Capitalism as a system developed incrementally from the 16th century in Europe, although capitalist-like organisations existed in the ancient world.
Early aspects of merchant capitalism flourished during the Late Middle Ages.
Capitalism became dominant in the Western world following the demise of feudalism. Capitalism gradually spread throughout Europe, and in the 19th and 20th centuries, it provided the main means of industrialization throughout much of the world.
Variants on capitalism may include, depending on the theorist, such concepts as anarcho-capitalism, corporate capitalism, crony capitalism, finance capitalism, laissez-faire capitalism, techno capitalism, Neo-Capitalism, late capitalism, post-capitalism, state capitalism and state monopoly capitalism.
There are also anti-capitalist movements and ideologies including Anti-capitalism and negative associations with the system such as tragedy of the commons, corporatism and wage slavery.

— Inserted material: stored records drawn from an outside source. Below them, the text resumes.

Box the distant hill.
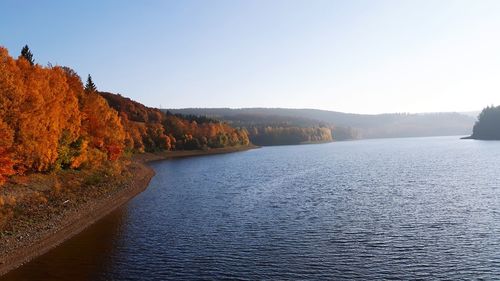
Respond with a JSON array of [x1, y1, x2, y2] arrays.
[[467, 106, 500, 140], [169, 108, 476, 140]]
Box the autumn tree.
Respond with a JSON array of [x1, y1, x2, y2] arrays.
[[85, 74, 97, 93], [0, 119, 14, 185], [21, 45, 35, 66]]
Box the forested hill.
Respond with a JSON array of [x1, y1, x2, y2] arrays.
[[169, 108, 475, 139], [468, 106, 500, 140], [0, 46, 249, 185]]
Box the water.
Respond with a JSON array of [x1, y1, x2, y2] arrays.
[[3, 137, 500, 280]]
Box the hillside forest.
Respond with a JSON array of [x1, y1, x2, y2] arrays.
[[0, 46, 249, 186]]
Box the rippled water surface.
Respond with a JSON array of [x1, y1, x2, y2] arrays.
[[5, 137, 500, 280]]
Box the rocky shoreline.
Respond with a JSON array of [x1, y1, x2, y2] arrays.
[[0, 146, 256, 276]]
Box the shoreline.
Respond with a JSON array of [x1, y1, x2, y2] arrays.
[[0, 146, 258, 277]]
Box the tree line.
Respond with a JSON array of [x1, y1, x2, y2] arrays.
[[471, 106, 500, 140], [0, 46, 249, 183]]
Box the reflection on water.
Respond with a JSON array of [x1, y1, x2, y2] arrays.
[[5, 137, 500, 280], [1, 208, 127, 281]]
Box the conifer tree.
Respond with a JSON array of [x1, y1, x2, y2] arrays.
[[21, 45, 35, 65]]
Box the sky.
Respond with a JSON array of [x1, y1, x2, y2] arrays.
[[0, 0, 500, 113]]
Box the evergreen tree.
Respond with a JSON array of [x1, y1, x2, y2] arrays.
[[85, 74, 97, 92], [21, 45, 35, 65]]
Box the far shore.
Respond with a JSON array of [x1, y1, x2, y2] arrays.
[[0, 145, 258, 276]]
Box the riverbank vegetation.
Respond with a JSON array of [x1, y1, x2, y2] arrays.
[[0, 46, 250, 236], [468, 106, 500, 140]]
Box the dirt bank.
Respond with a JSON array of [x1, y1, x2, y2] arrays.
[[0, 146, 256, 276]]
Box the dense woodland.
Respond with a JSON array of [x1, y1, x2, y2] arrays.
[[470, 106, 500, 140], [172, 108, 475, 142], [166, 109, 355, 145], [249, 126, 333, 145], [0, 46, 249, 183]]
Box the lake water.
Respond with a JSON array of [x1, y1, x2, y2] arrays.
[[2, 137, 500, 280]]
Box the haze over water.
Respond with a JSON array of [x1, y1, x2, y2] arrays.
[[0, 137, 500, 280]]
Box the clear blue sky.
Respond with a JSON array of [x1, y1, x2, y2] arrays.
[[0, 0, 500, 113]]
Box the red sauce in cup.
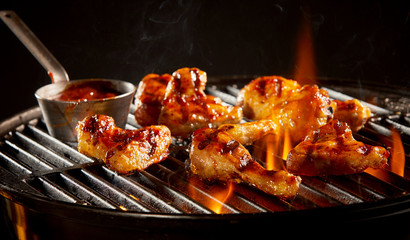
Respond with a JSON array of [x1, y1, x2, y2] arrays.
[[53, 81, 121, 102]]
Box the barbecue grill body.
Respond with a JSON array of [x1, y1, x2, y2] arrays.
[[0, 79, 410, 239], [1, 188, 410, 239]]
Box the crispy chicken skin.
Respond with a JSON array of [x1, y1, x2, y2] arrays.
[[237, 76, 300, 120], [76, 115, 171, 174], [286, 120, 390, 176], [134, 73, 172, 126], [333, 99, 371, 132], [186, 125, 301, 198], [237, 76, 335, 144], [269, 85, 334, 143], [159, 68, 242, 138]]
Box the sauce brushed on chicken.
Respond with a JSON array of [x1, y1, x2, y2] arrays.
[[76, 115, 171, 174]]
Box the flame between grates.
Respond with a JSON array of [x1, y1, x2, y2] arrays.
[[0, 86, 410, 214]]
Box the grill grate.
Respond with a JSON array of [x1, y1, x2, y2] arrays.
[[0, 83, 410, 215]]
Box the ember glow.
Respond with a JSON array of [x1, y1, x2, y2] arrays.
[[188, 176, 235, 214]]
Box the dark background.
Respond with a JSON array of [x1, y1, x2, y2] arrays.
[[0, 0, 410, 237], [0, 0, 410, 120]]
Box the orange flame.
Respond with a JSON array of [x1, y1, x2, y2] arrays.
[[282, 129, 292, 160], [188, 176, 234, 214], [390, 129, 406, 177], [265, 130, 292, 171], [208, 181, 233, 214], [295, 9, 316, 85]]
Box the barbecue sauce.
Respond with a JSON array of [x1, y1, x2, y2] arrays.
[[52, 81, 121, 102]]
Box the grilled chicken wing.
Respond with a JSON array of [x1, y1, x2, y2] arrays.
[[237, 76, 335, 144], [134, 73, 172, 126], [187, 125, 301, 198], [268, 85, 334, 143], [286, 120, 390, 176], [237, 76, 300, 120], [76, 115, 171, 174], [333, 99, 371, 132], [159, 68, 242, 138]]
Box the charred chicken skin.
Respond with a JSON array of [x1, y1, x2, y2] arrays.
[[238, 76, 334, 144], [237, 76, 300, 120], [333, 99, 371, 132], [187, 124, 301, 198], [76, 115, 171, 174], [286, 120, 390, 176], [159, 68, 242, 138], [134, 73, 172, 126]]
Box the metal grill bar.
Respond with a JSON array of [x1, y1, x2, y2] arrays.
[[0, 82, 410, 214]]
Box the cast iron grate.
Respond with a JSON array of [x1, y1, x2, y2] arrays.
[[0, 82, 410, 214]]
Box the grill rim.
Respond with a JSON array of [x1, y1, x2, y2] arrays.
[[0, 181, 410, 226], [0, 107, 410, 224]]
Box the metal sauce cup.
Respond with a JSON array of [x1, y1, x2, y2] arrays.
[[35, 79, 136, 142], [0, 11, 137, 142]]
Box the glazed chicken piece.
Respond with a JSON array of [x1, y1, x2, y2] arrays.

There is no consensus on the definition of capitalism, nor how it should be used as an analytical category. There are a variety of historical cases over which it is applied, varying in time, geography, politics and culture. Economists, political economists and historians have taken different perspectives on the analysis of capitalism.
Scholars in the social sciences, including historians, economic sociologists, economists, anthropologists and philosophers have debated over how to define capitalism; however there is little controversy that private ownership of the means of production, creation of goods or services for profit in a market, and prices and wages are elements of capitalism.
Economists usually put emphasis on the market medievalism; degree of government does not have control over markets (laissez faire), and property rights, while most political economists emphasize private property, power relations, wage labour, and class.
There is a general agreement that capitalism encourages economic growth. The extent, to which different markets are “free”, as well as the rules determining what may and may not be private property, is a matter of politics and policy and many states have what are termed “mixed economies.”
Criticism: Notable critics of capitalism have included: socialists, anarchists, communists, technocrats, and some types of conservatives, Luddites, Narodniks, Shakers and some types of nationalists.
Marxists advocated a revolutionary overthrow of capitalism that would lead to socialism, before eventually transforming into communism. Marxism influenced social democratic and labour parties, as well as some moderate democratic socialists. Many aspects of capitalism have come under attack from the anti globalisation movement, which is primarily opposed to corporate capitalism.
Many religions have criticized or opposed specific elements of capitalism. Traditional Judaism, Christianity, and Islam forbid lending money at interest, although methods of banking have been developed in all three cases, and adherents to all three religions are allowed to lend to those outside of their religion Christianity has been a source of praise for capitalism, as well as criticism of it,’ particularly for its materialist aspects.
Indian philosopher P.R. Sarkar, founder of the Ananda Marga movement, developed the Law of Social Cycle to identify the problems of capitalism.
Critics argue that capitalism is associated with the unfair distribution of wealth and power; a tendency toward market monopoly or oligopoly (and government by oligarchy); imperialism, counter-revolutionary wars and various forms of economic and cultural exploitation; repression of workers and trade unionists, and phenomena such as social alienation, economic inequality, unemployment, and economic instability.
Capitalism is regarded by many socialists be irrational in that production and the directions of the economy are unplanned, creating many inconsistencies and internal contradictions.
Environmentalists have argued that capitalism requires continual economic growth, and will inevitably deplete the finite natural resources of the earth, and other broadly utilized resources. Labour historians and scholars, such as Immanuel Wallerstein have argued that unfree labour-by slaves, indentured servants, prisoners, and other coerced persons-is compatible with capitalist relations.